Le temps s’immobilise à Hiva Oa (13/01/2019)
Je l’ai vécue et, pourtant, je ne peux m’imaginer venir dans ces îles sans un pèlerinage aux Marquises, ces îles à la Robinson Crusoé, où repose Jacques Brel. J’ai commencé à aimer le chanteur suite à son premier et avant dernier Olympia, en 1964. Je garde encore l’écho des « jardins du casino » alors que je rentrais d'un voyage dans une Espagne très puritaine.
« Quelques couples protubérants
Dansent comme des escalopes
Avec des langueurs d'héliotropes
Devant les faiseuses de cancan »
Pourtant, cinq ans après, Il arrête son parcours de crooner et s’oriente vers d’autres aventures dont le cinéma.
En compagnie de son amie Madly Bamy, le chanteur belge traverse mers et océans pour effectuer le tour du monde sur son voilier, l’Askoy. En novembre 1975, il accoste sur les rives d’Hiva Oa, cette île de l’archipel des Marquises. Brel s’amourache rapidement des lieux et des habitants et, grâce à son avion baptisé Jojo, il effectue différentes missions humanitaires au profit des îliens ; il installe aussi à ses frais un cinéma pour les enfants de l’île ! Mais malheureusement pour lui (et pour nous), un cancer lui ronge les poumons et, après un court passage à Paris où il enregistre, dans un dernier souffle, ses ultimes chansons, Brel décède le 9 octobre 1978. Son corps est enterré au cimetière du Calvaire… à trois tombes de Paul Gauguin, ici sur les hauteurs d’Atuona, la capitale de l’île.
Ici, 40 ans après, peu de monde, pratiquement personne, ne se souvient de lui. J’envie sa tombe, là-haut au bout de la route qui monte près de la croix qui surplombe la ville ! Pour reposer ici, cela vaut la peine de mourir ! Seuls quelque rares fans viennent depuis l’Europe pour lui rendre hommage sur sa sépulture. Celle-ci est mal entretenue, une végétation abondante est en train de l’envahir. L’espace Brel en bas, en bordure d’océan, diffuse ses chansons de façon continue : autour de Jojo, images et écrits permettent de revivre l’homme et sa philosophie de vie, lui qui est décédé si tôt ; ce hall se dégrade d’année en année : six ans depuis ma précédente visite et les vitres opacifiées rendent de plus en plus difficile la lecture des messages profonds laissés par l’énorme artiste.
« Un homme, c’est fait pour être mobile. Un homme c’est fait pour bouger. Ce n’est pas fait pour s’arrêter. C’est fait pour continuer et pour mourir en mouvement éventuellement. Tout le malheur vient toujours de l’immobilité. On use les choses en étant immobile. »
De son côté, dans sa maison du Jouir à Hiva Oa, Gauguin écrivait : « Je pars pour être tranquille, pour être débarrassé de l’influence de la civilisation. Je ne veux faire que de l’art simple ; pour cela j’ai besoin de me retremper dans la nature vierge. »

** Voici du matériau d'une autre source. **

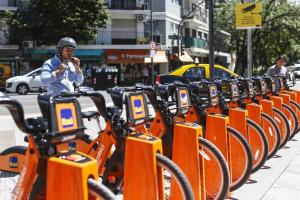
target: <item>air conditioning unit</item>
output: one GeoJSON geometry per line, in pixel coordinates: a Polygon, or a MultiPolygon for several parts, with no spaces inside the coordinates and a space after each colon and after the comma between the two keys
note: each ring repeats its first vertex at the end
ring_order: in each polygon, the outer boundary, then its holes
{"type": "Polygon", "coordinates": [[[137,22],[146,22],[147,16],[146,15],[136,15],[136,21],[137,22]]]}
{"type": "Polygon", "coordinates": [[[148,10],[149,9],[148,3],[144,3],[142,7],[143,7],[143,10],[148,10]]]}
{"type": "Polygon", "coordinates": [[[183,22],[183,26],[184,26],[184,27],[189,27],[189,26],[190,26],[190,23],[189,23],[189,22],[183,22]]]}
{"type": "Polygon", "coordinates": [[[33,48],[33,41],[23,41],[22,47],[23,48],[33,48]]]}

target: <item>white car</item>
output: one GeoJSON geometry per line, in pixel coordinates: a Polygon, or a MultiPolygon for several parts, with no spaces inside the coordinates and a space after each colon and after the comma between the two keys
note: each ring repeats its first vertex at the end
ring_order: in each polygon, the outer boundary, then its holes
{"type": "Polygon", "coordinates": [[[28,92],[44,91],[45,88],[41,83],[41,68],[22,76],[7,79],[5,89],[7,92],[17,92],[21,95],[25,95],[28,92]]]}

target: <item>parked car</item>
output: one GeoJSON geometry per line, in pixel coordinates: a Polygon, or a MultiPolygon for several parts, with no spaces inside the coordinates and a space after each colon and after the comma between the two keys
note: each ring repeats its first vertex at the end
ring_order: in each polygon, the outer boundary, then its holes
{"type": "Polygon", "coordinates": [[[41,83],[41,68],[35,69],[25,75],[15,76],[6,80],[5,90],[25,95],[28,92],[44,91],[41,83]]]}
{"type": "Polygon", "coordinates": [[[300,66],[293,68],[295,78],[300,78],[300,66]]]}
{"type": "MultiPolygon", "coordinates": [[[[239,75],[222,67],[215,65],[214,78],[215,79],[230,79],[238,77],[239,75]]],[[[156,84],[172,83],[175,80],[186,81],[200,81],[203,78],[209,78],[209,64],[190,64],[181,66],[167,74],[161,74],[156,76],[156,84]]]]}

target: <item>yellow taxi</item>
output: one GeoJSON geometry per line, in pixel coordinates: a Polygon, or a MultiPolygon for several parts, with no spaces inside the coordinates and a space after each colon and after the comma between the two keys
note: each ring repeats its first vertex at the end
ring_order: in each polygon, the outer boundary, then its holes
{"type": "MultiPolygon", "coordinates": [[[[220,65],[214,66],[215,79],[230,79],[238,77],[236,73],[222,67],[220,65]]],[[[176,80],[181,82],[200,81],[210,77],[209,64],[190,64],[181,66],[167,74],[160,74],[156,76],[156,84],[172,83],[176,80]]]]}

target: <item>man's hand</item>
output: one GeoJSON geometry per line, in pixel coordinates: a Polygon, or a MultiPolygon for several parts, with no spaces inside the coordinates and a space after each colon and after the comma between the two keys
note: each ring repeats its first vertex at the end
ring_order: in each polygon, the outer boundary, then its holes
{"type": "Polygon", "coordinates": [[[78,58],[76,58],[76,57],[72,57],[71,58],[71,62],[74,64],[74,66],[75,66],[75,71],[76,71],[76,73],[77,74],[81,74],[82,73],[82,71],[81,71],[81,69],[80,69],[80,60],[78,59],[78,58]]]}

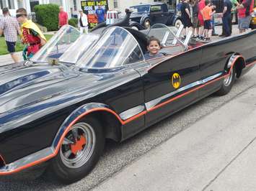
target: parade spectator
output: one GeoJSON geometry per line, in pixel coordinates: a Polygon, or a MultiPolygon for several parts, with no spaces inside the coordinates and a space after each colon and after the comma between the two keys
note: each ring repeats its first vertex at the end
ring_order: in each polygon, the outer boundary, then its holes
{"type": "Polygon", "coordinates": [[[206,39],[207,41],[209,41],[211,39],[211,29],[212,29],[211,20],[213,12],[212,11],[211,1],[209,0],[206,0],[205,4],[206,6],[205,8],[203,8],[202,11],[203,18],[203,28],[204,28],[203,33],[205,34],[206,39]]]}
{"type": "Polygon", "coordinates": [[[23,50],[25,60],[32,57],[46,43],[46,39],[38,27],[27,17],[27,11],[20,8],[16,11],[16,17],[22,24],[22,40],[26,44],[23,50]]]}
{"type": "Polygon", "coordinates": [[[198,1],[192,0],[191,1],[192,9],[193,9],[193,37],[199,37],[199,20],[198,20],[198,1]]]}
{"type": "Polygon", "coordinates": [[[95,14],[97,16],[97,19],[98,21],[98,24],[104,22],[105,18],[106,17],[106,14],[105,12],[104,9],[101,5],[99,5],[97,9],[95,10],[95,14]]]}
{"type": "Polygon", "coordinates": [[[58,13],[58,28],[62,26],[69,24],[69,17],[68,14],[64,11],[63,7],[62,6],[59,6],[60,12],[58,13]]]}
{"type": "Polygon", "coordinates": [[[231,35],[230,23],[231,22],[231,10],[232,4],[230,0],[224,0],[224,9],[222,12],[222,23],[224,27],[224,34],[226,37],[231,35]]]}
{"type": "Polygon", "coordinates": [[[181,18],[184,25],[184,36],[187,34],[189,30],[192,30],[191,14],[190,5],[187,0],[185,0],[181,6],[181,18]]]}
{"type": "Polygon", "coordinates": [[[79,9],[79,16],[78,19],[78,27],[80,30],[80,33],[82,34],[84,31],[85,34],[88,34],[88,19],[87,15],[86,15],[82,9],[79,9]]]}
{"type": "Polygon", "coordinates": [[[15,54],[15,45],[17,41],[17,33],[21,34],[17,21],[10,17],[8,8],[4,8],[4,18],[0,21],[0,37],[4,33],[7,50],[15,63],[19,62],[19,57],[15,54]]]}
{"type": "Polygon", "coordinates": [[[181,15],[181,6],[182,6],[182,1],[179,1],[178,4],[177,5],[177,14],[178,15],[181,15]]]}
{"type": "Polygon", "coordinates": [[[154,37],[151,37],[147,42],[148,52],[144,55],[145,59],[152,59],[163,56],[162,53],[159,53],[161,49],[160,41],[154,37]]]}
{"type": "Polygon", "coordinates": [[[252,12],[253,5],[253,0],[243,0],[242,4],[237,6],[238,11],[238,27],[240,33],[244,32],[249,29],[252,19],[250,13],[252,12]]]}
{"type": "Polygon", "coordinates": [[[198,22],[199,22],[199,37],[200,39],[203,39],[203,9],[206,6],[205,0],[200,0],[198,2],[198,22]]]}
{"type": "MultiPolygon", "coordinates": [[[[212,4],[211,5],[211,9],[212,9],[212,11],[214,11],[214,13],[215,13],[216,6],[215,5],[213,5],[213,4],[212,4]]],[[[218,36],[219,34],[216,34],[216,32],[215,31],[214,14],[213,14],[213,15],[211,16],[211,28],[212,28],[211,35],[212,36],[218,36]]]]}

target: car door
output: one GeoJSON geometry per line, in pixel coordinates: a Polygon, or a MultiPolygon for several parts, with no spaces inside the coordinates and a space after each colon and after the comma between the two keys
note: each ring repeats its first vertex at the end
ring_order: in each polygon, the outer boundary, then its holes
{"type": "Polygon", "coordinates": [[[146,125],[149,126],[195,102],[200,75],[200,49],[187,51],[173,57],[149,60],[154,65],[143,75],[146,125]]]}

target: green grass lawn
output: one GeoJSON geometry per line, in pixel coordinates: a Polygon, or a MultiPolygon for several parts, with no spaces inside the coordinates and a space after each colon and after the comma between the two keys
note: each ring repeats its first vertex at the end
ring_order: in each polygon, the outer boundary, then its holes
{"type": "MultiPolygon", "coordinates": [[[[45,36],[47,40],[48,40],[49,39],[50,39],[51,37],[53,37],[52,34],[45,34],[45,36]]],[[[19,39],[18,42],[16,43],[16,52],[22,51],[25,45],[21,44],[19,39]]],[[[0,37],[0,55],[6,54],[9,54],[9,52],[7,51],[7,47],[4,40],[4,37],[0,37]]]]}

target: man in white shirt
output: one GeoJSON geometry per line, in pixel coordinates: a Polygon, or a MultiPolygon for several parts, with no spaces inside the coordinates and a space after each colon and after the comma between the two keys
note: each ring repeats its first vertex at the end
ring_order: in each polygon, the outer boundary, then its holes
{"type": "Polygon", "coordinates": [[[84,31],[85,34],[88,34],[88,19],[87,16],[84,14],[83,10],[79,9],[79,15],[78,18],[78,27],[81,34],[84,31]]]}

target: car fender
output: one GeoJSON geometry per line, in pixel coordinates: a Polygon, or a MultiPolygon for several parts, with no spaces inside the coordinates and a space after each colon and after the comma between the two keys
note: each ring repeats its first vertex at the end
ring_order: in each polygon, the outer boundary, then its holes
{"type": "Polygon", "coordinates": [[[230,69],[236,65],[236,73],[237,78],[239,78],[241,75],[242,70],[245,67],[245,60],[244,57],[240,55],[233,54],[229,59],[226,64],[226,70],[229,72],[230,69]]]}
{"type": "Polygon", "coordinates": [[[115,118],[120,121],[120,124],[123,125],[125,124],[125,121],[123,121],[118,114],[116,113],[109,106],[100,103],[87,103],[74,111],[61,124],[53,141],[52,146],[54,149],[58,150],[65,135],[74,124],[87,115],[96,111],[109,112],[115,116],[115,118]]]}

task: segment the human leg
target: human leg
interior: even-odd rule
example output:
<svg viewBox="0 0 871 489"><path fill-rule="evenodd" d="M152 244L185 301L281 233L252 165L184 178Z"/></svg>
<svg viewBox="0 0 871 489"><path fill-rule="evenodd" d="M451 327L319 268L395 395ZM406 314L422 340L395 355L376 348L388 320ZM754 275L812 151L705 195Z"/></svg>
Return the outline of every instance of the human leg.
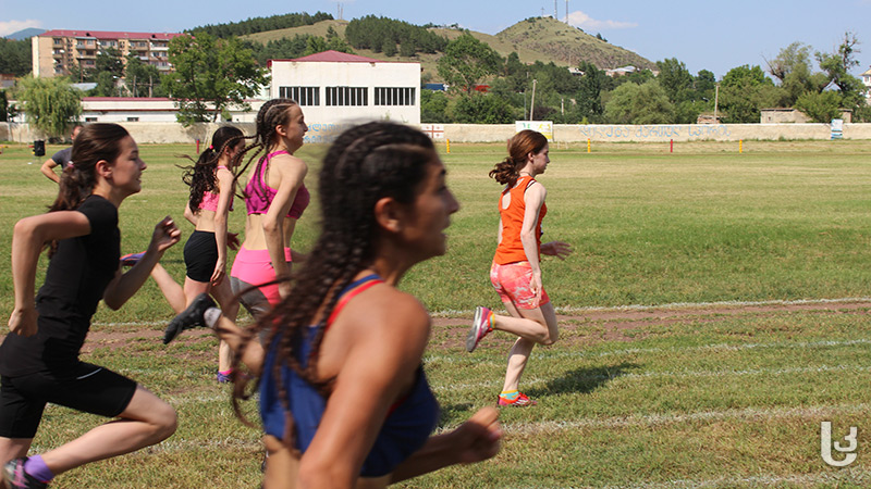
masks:
<svg viewBox="0 0 871 489"><path fill-rule="evenodd" d="M75 440L42 453L52 473L149 447L175 432L176 415L171 405L142 386L136 387L126 409L115 419Z"/></svg>
<svg viewBox="0 0 871 489"><path fill-rule="evenodd" d="M167 302L170 303L170 308L172 308L175 314L184 311L184 308L187 305L184 289L172 278L172 275L167 272L167 268L163 268L163 266L158 263L151 269L151 278L155 279L155 283L157 283L160 291L163 292L163 297L167 298Z"/></svg>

J’ai rencontré la femme de ménage de Jacques Brel qui s’occupait de son chez lui au plus fort de la maladie : elle a 85 ans et ne parle que le marquisien ; sa fille Nita, qui avait 4 ans à l’époque, se souvient davantage des cadeaux que lui faisait Madly que du grand Jacques. La maison cédée à un marquisien a été complètement réformée et n’a rien à voir avec celle occupée par l’artiste entre 1975 et 1978. Pour preuve que la mémoire de Brel est en voie d’extinction, Nita me dit : « Elles ne sont pas belles ses chansons ! ». Je lui réponds qu’il a chanté son île avec une poésie inégalable, sans pourtant être accompagné du Ukulélé.
En fait, les gens d’Hiva Oa sont aujourd’hui beaucoup plus préoccupés par l’arrivée du Taporo, ce cargo ravitailleur de l’île qui passe deux fois par mois pour apporter le nécessaire. Ce jour-là, l’unique souci des îliens est d’aller chercher son colis ou sa palette sur les quais, là-bas en face, de l’autre côté de la baie d’Atuona.
Le souvenir des gens bien s’estompe, seul subsiste la beauté naturelle et la nécessité de survivre.